基于RSS源文本的自动文摘系统研究

发布时间：2018-06-22 00:03

本文选题：自动文摘 + 机器学习　；参考：《浙江大学》2012年硕士论文

【摘要】：随着网络信息资源总量指数级的增长,如何在海量的数据中检索信息并获取主旨,是一个值得研究的问题。搜索引擎和RSS推送技术解决了信息的“源”问题,却没有很好的解决信息的“量”问题。自动文摘技术正是对信息进行压缩和精炼的有效应用之一。自动文摘利用计算机技术,自动从原始文档中抽取或总结出能够反映文本中心内容的简短连贯短文,以帮助用户快速、准确和全面的获取信息主旨。本文认为不同主题类型的新闻文摘具有不同形式的文本特征组合模型,因此应将文本自动分类结果作为自动文摘的前提。通过网页抓取、网页清洗和数据存储构建分类语料库,并在此基础之上利用不同特征选择算法和分类算法实现了自动归类。提出文摘句的可能性(Probability)和可行性(Possibility)两种度量方式,基于文摘语料库的构建,采用基于回归分析的有监督机器学习算法(线性回归和Logistic回归)进行训练学习,以确定文摘句特征组合模型的最优参数。针对中文文本,提出改进型ROUGE-CN系列评价算法,用于对文摘句可能性的度量和对机器文摘的测评。基于机器学习的自动文摘方法产生的文摘与基准文摘和Word文摘的对比实验结果表明,以自动分类为前提,利用基于回归分析的有监督机器学习算法,能够有效的提高机器文摘质量。

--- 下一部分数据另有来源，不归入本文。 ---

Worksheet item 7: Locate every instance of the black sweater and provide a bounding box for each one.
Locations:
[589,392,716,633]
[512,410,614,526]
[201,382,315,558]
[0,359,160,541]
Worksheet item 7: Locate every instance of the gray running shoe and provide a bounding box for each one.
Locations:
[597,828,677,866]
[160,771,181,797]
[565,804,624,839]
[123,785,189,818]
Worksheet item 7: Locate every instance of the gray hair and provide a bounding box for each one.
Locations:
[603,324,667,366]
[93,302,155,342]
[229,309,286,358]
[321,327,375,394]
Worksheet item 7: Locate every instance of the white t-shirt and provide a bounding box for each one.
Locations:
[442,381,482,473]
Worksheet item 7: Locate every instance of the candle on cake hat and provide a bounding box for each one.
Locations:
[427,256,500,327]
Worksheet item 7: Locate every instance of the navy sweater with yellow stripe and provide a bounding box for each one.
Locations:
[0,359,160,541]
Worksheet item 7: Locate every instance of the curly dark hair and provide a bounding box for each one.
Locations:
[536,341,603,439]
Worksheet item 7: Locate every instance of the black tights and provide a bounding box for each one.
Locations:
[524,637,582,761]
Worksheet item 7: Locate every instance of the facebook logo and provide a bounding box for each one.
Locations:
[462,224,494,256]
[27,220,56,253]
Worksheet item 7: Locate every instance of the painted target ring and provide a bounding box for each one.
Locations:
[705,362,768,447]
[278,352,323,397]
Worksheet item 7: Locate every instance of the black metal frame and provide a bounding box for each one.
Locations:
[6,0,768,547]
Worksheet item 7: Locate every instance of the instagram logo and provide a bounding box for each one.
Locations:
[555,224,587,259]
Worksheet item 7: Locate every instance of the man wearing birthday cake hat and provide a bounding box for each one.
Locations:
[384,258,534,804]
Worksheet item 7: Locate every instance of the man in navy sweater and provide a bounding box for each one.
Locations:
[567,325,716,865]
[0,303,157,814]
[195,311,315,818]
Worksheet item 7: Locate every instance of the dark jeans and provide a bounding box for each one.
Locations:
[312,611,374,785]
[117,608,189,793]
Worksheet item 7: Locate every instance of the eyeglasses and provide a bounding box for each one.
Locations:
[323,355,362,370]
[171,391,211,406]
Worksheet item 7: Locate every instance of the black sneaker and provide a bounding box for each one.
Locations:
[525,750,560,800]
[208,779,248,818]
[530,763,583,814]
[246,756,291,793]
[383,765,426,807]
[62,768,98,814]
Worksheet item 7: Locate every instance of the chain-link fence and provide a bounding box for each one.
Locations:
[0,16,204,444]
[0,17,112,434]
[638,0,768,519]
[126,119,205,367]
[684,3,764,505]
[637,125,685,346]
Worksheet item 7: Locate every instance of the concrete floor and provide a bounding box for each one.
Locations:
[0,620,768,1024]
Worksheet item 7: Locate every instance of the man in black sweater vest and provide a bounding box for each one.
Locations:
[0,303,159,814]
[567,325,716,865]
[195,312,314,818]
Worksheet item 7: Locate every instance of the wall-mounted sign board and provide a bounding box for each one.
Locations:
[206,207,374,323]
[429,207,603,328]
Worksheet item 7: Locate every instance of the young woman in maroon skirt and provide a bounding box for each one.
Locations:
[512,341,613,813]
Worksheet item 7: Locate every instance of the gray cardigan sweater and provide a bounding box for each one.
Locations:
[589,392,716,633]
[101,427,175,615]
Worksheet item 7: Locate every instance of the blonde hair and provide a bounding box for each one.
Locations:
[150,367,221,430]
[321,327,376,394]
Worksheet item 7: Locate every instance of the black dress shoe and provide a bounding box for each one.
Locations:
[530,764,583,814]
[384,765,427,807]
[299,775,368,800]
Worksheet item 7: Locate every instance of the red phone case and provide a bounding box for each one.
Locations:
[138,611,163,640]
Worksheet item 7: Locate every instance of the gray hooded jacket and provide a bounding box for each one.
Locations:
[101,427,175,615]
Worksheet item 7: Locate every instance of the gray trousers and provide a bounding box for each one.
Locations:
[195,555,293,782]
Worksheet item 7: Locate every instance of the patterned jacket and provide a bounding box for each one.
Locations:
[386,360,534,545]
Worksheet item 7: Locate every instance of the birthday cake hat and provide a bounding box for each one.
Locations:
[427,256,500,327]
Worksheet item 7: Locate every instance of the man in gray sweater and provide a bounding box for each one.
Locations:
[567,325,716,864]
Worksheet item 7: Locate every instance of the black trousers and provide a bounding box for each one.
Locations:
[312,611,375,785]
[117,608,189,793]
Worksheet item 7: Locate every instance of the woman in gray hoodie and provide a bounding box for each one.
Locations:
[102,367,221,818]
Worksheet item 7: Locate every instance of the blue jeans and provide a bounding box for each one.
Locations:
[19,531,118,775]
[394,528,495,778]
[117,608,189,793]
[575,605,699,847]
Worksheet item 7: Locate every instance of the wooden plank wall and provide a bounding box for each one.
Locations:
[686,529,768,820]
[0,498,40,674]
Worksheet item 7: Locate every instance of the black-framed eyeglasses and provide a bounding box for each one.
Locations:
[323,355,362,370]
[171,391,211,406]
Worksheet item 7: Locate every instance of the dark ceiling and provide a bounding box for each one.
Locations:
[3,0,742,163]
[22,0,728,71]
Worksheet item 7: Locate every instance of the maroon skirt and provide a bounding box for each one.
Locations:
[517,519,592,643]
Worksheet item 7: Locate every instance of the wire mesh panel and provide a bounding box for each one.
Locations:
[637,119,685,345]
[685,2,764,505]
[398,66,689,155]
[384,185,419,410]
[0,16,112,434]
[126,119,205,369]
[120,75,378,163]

以在线RSS数据源与基于回归机器学习的自动文摘方法的结合作为创新点,最终设计和实现了基于RSS源文本的自动文摘系统。系统以在线RSS源文本为数据来源,利用正则表达式匹配的方式抽取原文元数据内容,提供不同特征选择算法、自动分类算法、机器学习算法和压缩率选项,结合自动分类和自动文摘技术得出分类标签并生成机器文摘,实现了新闻文摘与原文的在线双重呈现。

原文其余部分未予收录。